Five Ways to Prevent Arabic Summer Reading Slide

After a year of being cooped up at home following a global pandemic, parents and kids alike are ready to kick back, go out, and enjoy what the summer will bring. We’re delighted that the world is slowly going back to normal, but as moms, we’re working hard to ensure that the summer reading slide, especially Arabic reading, doesn’t affect our children.

The summer slide is the way in which some students seem to regress academically during the summer months. In schools that close for a few months every summer, students often lose some of the educational gains they’ve achieved throughout the school year. This summer learning loss is typically measured in subjects like reading or math but could be anecdotally observed in social skills and even classroom discipline. This often means teachers spend the first part of each school year re-teaching the same content students learned the previous year. 

Whether you have been consistent during the year with your Arabic learning, or less so due to a variety of pandemic-related reasons, it’s all the more important that we don’t let the summer break reduce progress or exacerbate existing challenges.

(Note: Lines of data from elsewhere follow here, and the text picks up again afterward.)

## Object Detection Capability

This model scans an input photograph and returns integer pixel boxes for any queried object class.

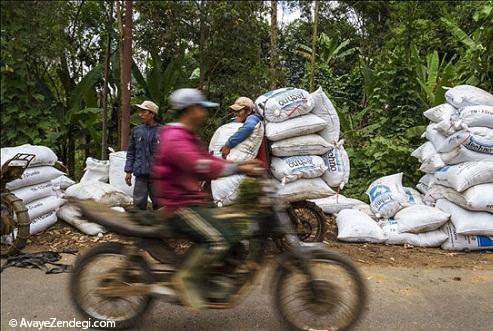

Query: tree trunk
[120,0,132,150]
[310,0,319,92]
[101,1,113,160]
[270,0,278,89]
[199,0,207,90]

Here are our top 5 tips to help you prevent an Arabic reading slide this summer:

1. Choose Arabic books your kids will want to read (or be read to!)

Arabic dinosaur book

Is your child crazy about dinosaurs? What about bugs and wildlife? Are they into silly stories or more serious ones?

Our first rule is choosing engaging books our kids will enjoy and that starts with understanding their interests and what keeps them coming back for more. Luckily, the books we’ve outfitted our bookshelves with are high quality, engaging, have beautiful illustrations to keep them engaged, and hilarious story lines to keep them giggling.

 

2. Set SMART goals for Arabic summer reading

Setting a SMART goal (Specific, Measurable, Attainable, Relevant, and Time-Bound) for Arabic reading will help keep you on track to ensure that Arabic reading doesn’t fall off your list this summer.

Arabic reading log

A helpful goal setting/habit changing tip I read about recently is to write down where and how long you want to do something (ex: We will read one Arabic book in the backyard after breakfast every day). Whether it’s 10 minutes a day or one bedtime story per evening, ensuring that you’re getting some form of Arabic reading almost every day is essential. Discussing the goals with your child and getting their input and engagement is equally important. You can incentivize reaching your goal by tracking the reading on this printable reading log, and providing a reward to keep your child motivated to achieve your Arabic reading goals this summer.

Check this video for an example of how to set a SMART goal with your child: 

                                                                          

3. Change up your Arabic reading space

We’re not talking about a full makeover (it is time to relax this summer after all)—just a little sprucing up or even a change of place. How about setting up a book nook outdoors on your front porch or back patio? We set up a simple hammock in our backyard that the kids love and are encouraging them to set some time to read outside. With warmer days, there’s no excuse not to get up, get out, and read! Grab a lemonade, some watermelon, a book, and enjoy reading under the sun! 

4. Read Arabic on the go

From camp pick-ups and drop-offs to road trips, we know a lot more time will be spent in the car and on the go this summer.

Arabic audio book

Audio books and Arabic story-time podcasts have made our lives easier, ensuring that we can infuse a bit of Arabic into an otherwise unproductive time. Listening to Arabic books can help improve your child’s pronunciation and vocabulary, among several other benefits. With several options at your fingertips, it’s all the more easy to take Arabic on the road with you.

 

5. Let Arabic books inspire your summer activities & field trips

If your little one is diving into those dinosaur books, why not plan a trip to your local museum and check out those fossils in action? If you don’t have a dinosaur museum in your area, there are tons of fossil kits to explore at home!

Arabic grandma book

Books for your little foodie and budding chefs are always fun and can inspire some cooking lessons! Seeing relatives this summer? Get them involved and make some traditional zaatar and cheese pies and Teta’s special pizza like the ones in your child’s favorite stories. We hope these tips give you that push and inspiration you need to set and reach your Arabic summer reading goals! The only slide we want to experience this summer is the one at our local playground or waterpark!